We go way back into history for this one. Before Doug Atkins, Johnny Majors, Reggie White, Peyton Manning, Al Wilson or Eric Berry, there was George Cafego. He was one of the earliest stars for Robert Neyland and the catalyst for two of the greatest teams in Tennessee football history.
A two-time All-American, Cafego is known for his versatility. He was the leading rusher and passer for Neyland’s Vols during this time, leading the team to an undefeated record in 1938 and a national title while also helping them go undefeated, untied and unscored on in the 1939 regular season.
If you want to know Cafego’s value, all you have to know is that the one game he did not play the 1939 season was the Rose Bowl against the USC Trojans. And after 23 straight wins and 15 straight shutouts, the Vols lost 14-0.
Cafego’s amazing value is mostly documented for his offensive play. But he was a superstar on special teams, and that’s what we’re going to break down here. Tennessee football used Cafego as a punter and a kick returner. That’s a pretty amazing combination.

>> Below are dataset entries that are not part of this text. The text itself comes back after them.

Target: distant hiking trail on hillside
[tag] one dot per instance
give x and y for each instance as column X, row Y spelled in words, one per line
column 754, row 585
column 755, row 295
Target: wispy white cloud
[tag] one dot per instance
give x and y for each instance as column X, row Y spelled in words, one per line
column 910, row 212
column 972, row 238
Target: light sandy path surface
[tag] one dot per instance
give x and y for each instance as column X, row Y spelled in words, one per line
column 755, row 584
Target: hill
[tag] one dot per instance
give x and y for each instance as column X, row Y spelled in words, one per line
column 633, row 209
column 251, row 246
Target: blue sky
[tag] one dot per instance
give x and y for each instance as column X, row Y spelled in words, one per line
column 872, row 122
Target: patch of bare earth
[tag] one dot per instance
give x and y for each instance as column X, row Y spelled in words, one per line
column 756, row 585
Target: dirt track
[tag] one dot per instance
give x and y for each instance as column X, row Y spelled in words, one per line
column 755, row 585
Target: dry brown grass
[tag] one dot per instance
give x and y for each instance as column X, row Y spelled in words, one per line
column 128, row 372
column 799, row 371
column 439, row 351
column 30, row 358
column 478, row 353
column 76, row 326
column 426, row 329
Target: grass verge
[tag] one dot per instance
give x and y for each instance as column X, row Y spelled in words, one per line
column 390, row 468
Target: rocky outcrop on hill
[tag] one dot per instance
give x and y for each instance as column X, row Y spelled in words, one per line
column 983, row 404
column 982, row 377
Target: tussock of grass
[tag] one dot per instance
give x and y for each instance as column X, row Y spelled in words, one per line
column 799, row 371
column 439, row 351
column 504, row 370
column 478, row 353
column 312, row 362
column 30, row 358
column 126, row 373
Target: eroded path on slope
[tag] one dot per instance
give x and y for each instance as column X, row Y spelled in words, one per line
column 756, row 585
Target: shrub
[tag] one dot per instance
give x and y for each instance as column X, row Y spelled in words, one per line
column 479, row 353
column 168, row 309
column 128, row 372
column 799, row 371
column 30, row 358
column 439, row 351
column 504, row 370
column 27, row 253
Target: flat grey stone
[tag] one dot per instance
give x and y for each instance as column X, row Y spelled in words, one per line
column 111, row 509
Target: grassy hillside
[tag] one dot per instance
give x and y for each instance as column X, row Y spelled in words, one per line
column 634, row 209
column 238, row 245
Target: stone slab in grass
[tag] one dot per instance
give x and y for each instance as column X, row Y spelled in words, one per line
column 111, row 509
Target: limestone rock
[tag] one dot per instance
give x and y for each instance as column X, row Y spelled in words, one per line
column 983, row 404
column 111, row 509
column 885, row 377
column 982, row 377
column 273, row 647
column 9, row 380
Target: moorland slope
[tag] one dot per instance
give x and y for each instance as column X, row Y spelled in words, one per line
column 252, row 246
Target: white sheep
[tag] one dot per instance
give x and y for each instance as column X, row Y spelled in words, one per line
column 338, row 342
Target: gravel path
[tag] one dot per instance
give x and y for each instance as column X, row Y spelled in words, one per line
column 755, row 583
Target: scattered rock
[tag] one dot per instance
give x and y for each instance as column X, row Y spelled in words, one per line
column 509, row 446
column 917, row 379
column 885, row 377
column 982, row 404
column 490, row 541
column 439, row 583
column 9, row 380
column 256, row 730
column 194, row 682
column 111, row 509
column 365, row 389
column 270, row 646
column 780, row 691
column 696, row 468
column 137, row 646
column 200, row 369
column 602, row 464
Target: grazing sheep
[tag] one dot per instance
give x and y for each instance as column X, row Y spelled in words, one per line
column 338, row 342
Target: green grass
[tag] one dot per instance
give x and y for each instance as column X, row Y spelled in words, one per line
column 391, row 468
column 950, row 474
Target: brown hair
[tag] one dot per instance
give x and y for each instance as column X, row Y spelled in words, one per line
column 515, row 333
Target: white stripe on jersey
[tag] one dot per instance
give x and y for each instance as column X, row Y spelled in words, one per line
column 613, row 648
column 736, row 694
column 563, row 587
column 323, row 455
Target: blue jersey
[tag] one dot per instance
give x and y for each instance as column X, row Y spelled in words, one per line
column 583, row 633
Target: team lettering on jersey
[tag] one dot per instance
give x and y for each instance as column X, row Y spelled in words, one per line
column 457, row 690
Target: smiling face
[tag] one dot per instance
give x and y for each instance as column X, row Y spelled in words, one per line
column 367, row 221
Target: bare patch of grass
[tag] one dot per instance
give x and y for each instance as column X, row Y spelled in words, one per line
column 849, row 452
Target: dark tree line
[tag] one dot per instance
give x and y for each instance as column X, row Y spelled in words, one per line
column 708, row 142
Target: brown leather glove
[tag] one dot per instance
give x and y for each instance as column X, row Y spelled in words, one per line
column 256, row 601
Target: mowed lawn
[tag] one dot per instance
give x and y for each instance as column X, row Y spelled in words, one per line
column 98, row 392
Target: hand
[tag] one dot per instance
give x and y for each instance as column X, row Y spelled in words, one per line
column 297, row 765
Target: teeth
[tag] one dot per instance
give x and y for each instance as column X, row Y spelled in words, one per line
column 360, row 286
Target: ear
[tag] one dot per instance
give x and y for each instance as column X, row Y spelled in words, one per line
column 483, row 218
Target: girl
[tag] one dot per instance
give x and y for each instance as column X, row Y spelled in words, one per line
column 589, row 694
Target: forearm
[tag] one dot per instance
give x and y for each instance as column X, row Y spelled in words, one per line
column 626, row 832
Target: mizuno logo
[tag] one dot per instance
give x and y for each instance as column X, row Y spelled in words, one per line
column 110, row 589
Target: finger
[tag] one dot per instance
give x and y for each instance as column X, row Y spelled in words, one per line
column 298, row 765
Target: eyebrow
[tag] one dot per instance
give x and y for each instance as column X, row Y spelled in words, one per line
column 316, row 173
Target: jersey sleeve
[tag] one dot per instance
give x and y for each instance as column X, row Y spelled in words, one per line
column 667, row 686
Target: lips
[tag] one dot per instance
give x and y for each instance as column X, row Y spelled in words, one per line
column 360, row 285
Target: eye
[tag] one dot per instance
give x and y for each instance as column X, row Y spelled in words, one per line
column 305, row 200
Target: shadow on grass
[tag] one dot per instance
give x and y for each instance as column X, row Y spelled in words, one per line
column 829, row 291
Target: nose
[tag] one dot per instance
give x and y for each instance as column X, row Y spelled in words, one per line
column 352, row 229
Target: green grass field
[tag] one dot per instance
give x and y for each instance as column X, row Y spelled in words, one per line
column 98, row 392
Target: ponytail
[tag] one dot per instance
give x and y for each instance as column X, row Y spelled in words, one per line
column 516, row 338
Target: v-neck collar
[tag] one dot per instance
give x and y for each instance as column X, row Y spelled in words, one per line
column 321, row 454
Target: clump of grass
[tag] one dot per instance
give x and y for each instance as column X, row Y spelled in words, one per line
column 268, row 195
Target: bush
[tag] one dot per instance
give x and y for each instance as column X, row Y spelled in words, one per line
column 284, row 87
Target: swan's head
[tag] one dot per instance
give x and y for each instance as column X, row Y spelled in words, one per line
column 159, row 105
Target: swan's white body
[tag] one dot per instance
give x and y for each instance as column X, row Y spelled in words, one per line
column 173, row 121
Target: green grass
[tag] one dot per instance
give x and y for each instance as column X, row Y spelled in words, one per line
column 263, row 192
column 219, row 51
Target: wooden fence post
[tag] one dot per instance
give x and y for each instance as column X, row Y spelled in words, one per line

He returned 64 punts for 883 yards, an average of 13.8 yards a return. On top of that, he returned 12 kickoffs for 391 yards, which led to an amazing average of 32.6 yards per kickoff return. Simply put, Cafego could do it all.
The guy literally blocked, kicked, played offense and returned kicks. He is the most versatile Tennessee football player in history, and his returns alone keep him on this specific list. Imagine the other all-time Vols lists he’s on!
Because of all this, Cafego was able to be the first overall pick in the 1940 NFL Draft. He was one of the most excellent college players of all time, and he’s certainly a legend on Rocky Top. It’s why we have him so high on this list.